Le cose stavano prendendo la piega desiderata. I sospetti erano chiaramente ricaduti sui centri sociali della sinistra antagonista.  Ci sarebbero state delle manifestazioni per ricordare il commilitone caduto,  qualche tafferuglio con gli anarchici e poi tutto sarebbe tornato alla normalità.

L’idea di far fare il lavoro ad un professionista straniero era stata geniale. Gli era costato un po’, ma nessuna prova e nessun indizio sarebbero stati trovati e lui ne sarebbe uscito pulito come sempre.

Quel Franz del resto aveva rotto il cazzo, sempre a chiedere soldi, sempre a far casini e poi a pretendere protezione “perché lui sapeva cose importanti e pericolose.

L’onorevole Cisputi non si fa prendere per le palle da nessuno, tantomeno da un naziskin nostalgico e semianalfabeta che sperava ancora nel ritorno del Reich.

Adesso era il momento di far soldi a palate: soldi con l’assitenza, con la gestione dei centri di  accoglienza, con gli appalti pubblici, con l’emergenza profughi.

La vecchia volpe ritornava in pista.

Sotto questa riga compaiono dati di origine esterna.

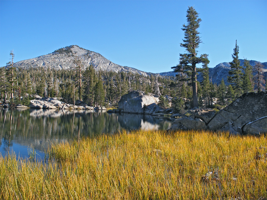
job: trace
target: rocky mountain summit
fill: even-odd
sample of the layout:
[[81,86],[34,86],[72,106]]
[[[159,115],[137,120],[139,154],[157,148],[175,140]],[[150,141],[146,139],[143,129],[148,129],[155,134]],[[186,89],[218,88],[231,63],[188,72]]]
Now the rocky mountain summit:
[[[244,60],[239,59],[240,61],[240,65],[243,66],[244,65]],[[249,64],[251,66],[253,66],[256,65],[257,61],[256,61],[251,60],[249,61]],[[267,77],[267,62],[261,63],[263,66],[263,71],[265,77]],[[228,72],[230,69],[230,63],[228,62],[223,62],[217,65],[215,67],[213,68],[209,68],[210,78],[211,79],[212,83],[216,83],[219,85],[221,83],[222,79],[223,79],[226,85],[228,84],[227,81],[227,76],[229,75]],[[177,73],[173,71],[166,72],[162,72],[159,73],[159,74],[161,76],[175,76]],[[199,73],[197,76],[197,79],[199,82],[201,82],[203,80],[203,77],[201,73]]]
[[118,110],[122,113],[152,114],[164,109],[157,105],[159,96],[150,93],[134,90],[121,97]]
[[113,63],[101,54],[85,49],[77,45],[72,45],[56,50],[48,54],[15,63],[14,66],[28,68],[39,67],[60,70],[73,69],[73,60],[78,57],[83,61],[85,69],[92,65],[97,71],[131,72],[147,76],[146,72],[132,67],[123,66]]
[[209,129],[232,134],[267,133],[267,91],[247,93],[215,113],[209,109],[190,110],[172,124],[171,130]]

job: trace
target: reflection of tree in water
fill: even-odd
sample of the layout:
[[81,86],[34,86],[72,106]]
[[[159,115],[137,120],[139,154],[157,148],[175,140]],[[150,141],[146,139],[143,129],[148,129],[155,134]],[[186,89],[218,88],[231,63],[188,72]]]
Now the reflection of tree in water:
[[172,120],[167,117],[159,117],[150,115],[126,113],[116,114],[122,127],[126,129],[167,130]]
[[103,111],[0,108],[0,147],[2,151],[16,144],[43,151],[51,142],[114,134],[122,128],[136,129],[148,125],[167,129],[171,123],[167,119]]

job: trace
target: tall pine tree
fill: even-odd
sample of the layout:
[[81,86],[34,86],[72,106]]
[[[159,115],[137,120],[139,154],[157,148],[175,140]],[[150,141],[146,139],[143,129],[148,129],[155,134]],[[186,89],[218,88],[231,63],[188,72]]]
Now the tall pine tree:
[[241,71],[242,67],[240,66],[240,61],[238,58],[239,47],[235,40],[235,46],[234,49],[234,54],[232,54],[233,61],[230,63],[231,69],[229,71],[230,76],[227,77],[228,82],[233,87],[236,96],[239,97],[242,94],[242,86],[243,73]]
[[249,61],[245,59],[244,61],[244,77],[243,79],[243,90],[244,92],[252,92],[252,66],[249,64]]
[[187,24],[183,25],[182,30],[184,31],[183,43],[180,46],[185,48],[187,53],[180,54],[180,62],[176,66],[172,67],[176,72],[185,73],[191,79],[192,83],[193,107],[198,107],[197,82],[196,65],[197,64],[207,62],[207,58],[203,56],[197,57],[197,49],[201,42],[200,33],[197,30],[199,27],[201,19],[198,18],[198,14],[193,7],[189,7],[187,11]]
[[9,54],[11,58],[10,59],[10,61],[6,63],[7,67],[6,75],[7,80],[10,84],[10,98],[12,101],[14,97],[14,93],[16,89],[15,83],[16,81],[16,69],[14,65],[13,61],[15,55],[13,51],[12,50],[10,51]]

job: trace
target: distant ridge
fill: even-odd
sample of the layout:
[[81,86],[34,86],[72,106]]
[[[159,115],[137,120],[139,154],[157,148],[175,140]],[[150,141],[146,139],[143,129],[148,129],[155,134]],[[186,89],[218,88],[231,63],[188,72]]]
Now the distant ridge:
[[[243,66],[244,65],[244,60],[239,59],[240,65]],[[249,64],[252,66],[255,65],[257,61],[256,61],[251,60],[249,61]],[[267,76],[267,62],[261,63],[263,66],[264,71],[265,78]],[[210,78],[211,79],[212,83],[216,83],[218,85],[221,83],[221,81],[223,78],[225,83],[226,85],[229,85],[227,81],[227,76],[229,75],[228,72],[230,71],[230,63],[229,62],[222,62],[217,65],[213,68],[209,68]],[[159,73],[161,76],[175,76],[177,73],[173,71],[171,71],[166,72],[162,72]],[[202,73],[199,73],[197,76],[197,79],[199,82],[201,82],[203,80]]]
[[41,67],[57,70],[71,69],[75,67],[73,61],[75,57],[78,57],[83,61],[85,69],[92,65],[97,70],[131,72],[145,76],[148,75],[134,68],[113,63],[100,54],[85,49],[77,45],[61,48],[50,54],[19,61],[14,63],[14,65],[16,67],[22,68]]
[[[87,50],[77,45],[72,45],[56,50],[48,54],[38,56],[33,58],[19,61],[15,63],[14,67],[17,68],[33,68],[40,67],[47,69],[53,68],[56,70],[74,69],[75,66],[73,61],[77,57],[81,59],[84,64],[84,69],[90,65],[93,65],[97,70],[131,72],[146,77],[151,75],[163,76],[175,76],[176,73],[171,71],[160,73],[154,73],[146,72],[133,67],[123,66],[114,63],[105,58],[100,54]],[[243,66],[244,60],[239,59],[240,65]],[[254,66],[257,61],[250,60],[250,65]],[[262,63],[263,65],[265,78],[267,77],[267,62]],[[229,62],[222,62],[217,65],[213,68],[210,68],[210,78],[212,82],[219,84],[222,79],[223,79],[225,83],[228,85],[227,77],[230,70]],[[202,74],[200,73],[197,75],[198,81],[201,82],[203,79]]]

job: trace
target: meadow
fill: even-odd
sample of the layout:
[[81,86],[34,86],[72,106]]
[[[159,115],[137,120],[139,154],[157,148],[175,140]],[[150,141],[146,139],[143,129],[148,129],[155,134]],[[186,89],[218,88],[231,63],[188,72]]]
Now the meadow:
[[1,199],[267,197],[266,136],[123,131],[52,145],[45,161],[0,157]]

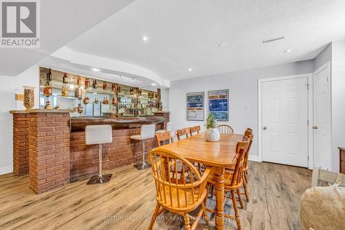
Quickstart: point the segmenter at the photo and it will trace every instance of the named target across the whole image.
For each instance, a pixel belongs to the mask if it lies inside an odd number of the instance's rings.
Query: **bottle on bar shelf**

Ne aveva viste di tutti i colori, dalla lotta armata alla militanza nel Fronte della Gioventù. Ora era arrivato il momento di far fruttare il capitale con gli interessi, era il momento di portare a casa un bel gruzzoletto per la vecchiaia.

-Marisol, portami un mojito per favore-

-Subito signore- rispose la cameriera peruviana.

Erano solo le 10:30 del mattino, ma l’onorevole aveva voglia di festeggiare.